1. `re.search()`	Scans a string for a regex match (we have already seen this one). The function returns a match object if it finds a match and None otherwise

2. `re.match()` This is identical to re.search(), except that re.search() returns a match if `<regex>` matches anywhere in `<string>`, whereas re.match() returns a match only if `<regex>` matches at the beginning of `<string>`

difference between `search` and `match`:

In [20]:
print(re.search(r'\d+', '123foobar'))
print(re.search(r'\d+', 'foo123bar'))

print(re.match(r'\d+', '123foobar'))
print(re.match(r'\d+', 'foo123bar'))

<re.Match object; span=(0, 3), match='123'>
<re.Match object; span=(3, 6), match='123'>
<re.Match object; span=(0, 3), match='123'>
None


3. `re.fullmatch()` This is similar to re.search() and re.match(), but re.fullmatch() returns a match only if `<regex>` matches `<string>` in its entirety

In [48]:
print(re.fullmatch(r'\d+', '123foo'))
print(re.fullmatch(r'\d+', 'foo123'))
print(re.fullmatch(r'\d+', 'foo123bar'))
print(re.fullmatch(r'\d+', '123'))
print(re.search(r'^\d+$', '123'))

None
None
None
<re.Match object; span=(0, 3), match='123'>
<re.Match object; span=(0, 3), match='123'>


4. `re.findall()` returns a list of all non-overlapping matches of `<regex>` in `<string>`. It scans the search string from left to right and returns all matches in the order found:

In [22]:
print(re.findall(r'\w+', '...foo,,,,bar:%$baz//|'))

['foo', 'bar', 'baz']


In [49]:
re.findall(r'(\w+),(\w+)', 'foo,bar,baz,qux,quux,corge')
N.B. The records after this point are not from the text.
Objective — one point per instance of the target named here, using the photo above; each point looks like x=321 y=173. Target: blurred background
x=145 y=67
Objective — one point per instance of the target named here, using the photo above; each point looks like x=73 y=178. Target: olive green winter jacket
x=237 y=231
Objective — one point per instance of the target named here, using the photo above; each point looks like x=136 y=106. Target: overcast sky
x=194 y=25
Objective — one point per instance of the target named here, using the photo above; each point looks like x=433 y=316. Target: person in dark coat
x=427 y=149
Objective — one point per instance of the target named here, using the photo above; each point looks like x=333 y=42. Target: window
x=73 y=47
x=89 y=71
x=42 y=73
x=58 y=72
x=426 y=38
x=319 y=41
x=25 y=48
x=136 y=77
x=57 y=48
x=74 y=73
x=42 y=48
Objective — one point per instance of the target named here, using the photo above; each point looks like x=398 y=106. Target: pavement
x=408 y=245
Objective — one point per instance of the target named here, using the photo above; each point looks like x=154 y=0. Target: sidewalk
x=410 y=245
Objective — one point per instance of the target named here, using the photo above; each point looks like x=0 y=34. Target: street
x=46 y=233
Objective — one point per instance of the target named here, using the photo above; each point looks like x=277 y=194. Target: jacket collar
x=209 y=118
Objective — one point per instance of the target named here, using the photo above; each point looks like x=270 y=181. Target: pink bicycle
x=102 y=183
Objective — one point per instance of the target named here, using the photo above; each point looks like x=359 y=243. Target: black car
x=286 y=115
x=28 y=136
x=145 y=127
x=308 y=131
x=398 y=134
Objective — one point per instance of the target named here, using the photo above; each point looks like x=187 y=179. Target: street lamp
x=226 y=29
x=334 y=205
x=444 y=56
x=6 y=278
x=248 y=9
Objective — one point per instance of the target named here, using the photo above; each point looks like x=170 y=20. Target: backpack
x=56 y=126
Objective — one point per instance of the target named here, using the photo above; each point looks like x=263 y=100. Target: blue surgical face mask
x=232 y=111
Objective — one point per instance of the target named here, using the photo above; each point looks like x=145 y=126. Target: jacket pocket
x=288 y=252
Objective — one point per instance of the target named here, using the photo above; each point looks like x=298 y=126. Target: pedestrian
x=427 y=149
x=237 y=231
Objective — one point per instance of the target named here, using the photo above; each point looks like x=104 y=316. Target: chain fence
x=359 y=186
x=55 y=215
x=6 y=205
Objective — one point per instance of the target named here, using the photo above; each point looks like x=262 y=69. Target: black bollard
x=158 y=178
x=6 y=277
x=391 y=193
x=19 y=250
[('foo', 'bar'), ('baz', 'qux'), ('quux', 'corge')]

### Substitution Function

`re.sub(<regex>, <repl>, <string>)` finds the leftmost non-overlapping occurrences of `<regex>` in `<string>`, replaces each match as indicated by `<repl>`, and returns the result. `<string>` remains unchanged.

In [51]:
s = 'foo.123.bar.789.baz'
print(re.sub(r'\d+', '#', s))

foo.#.bar.#.baz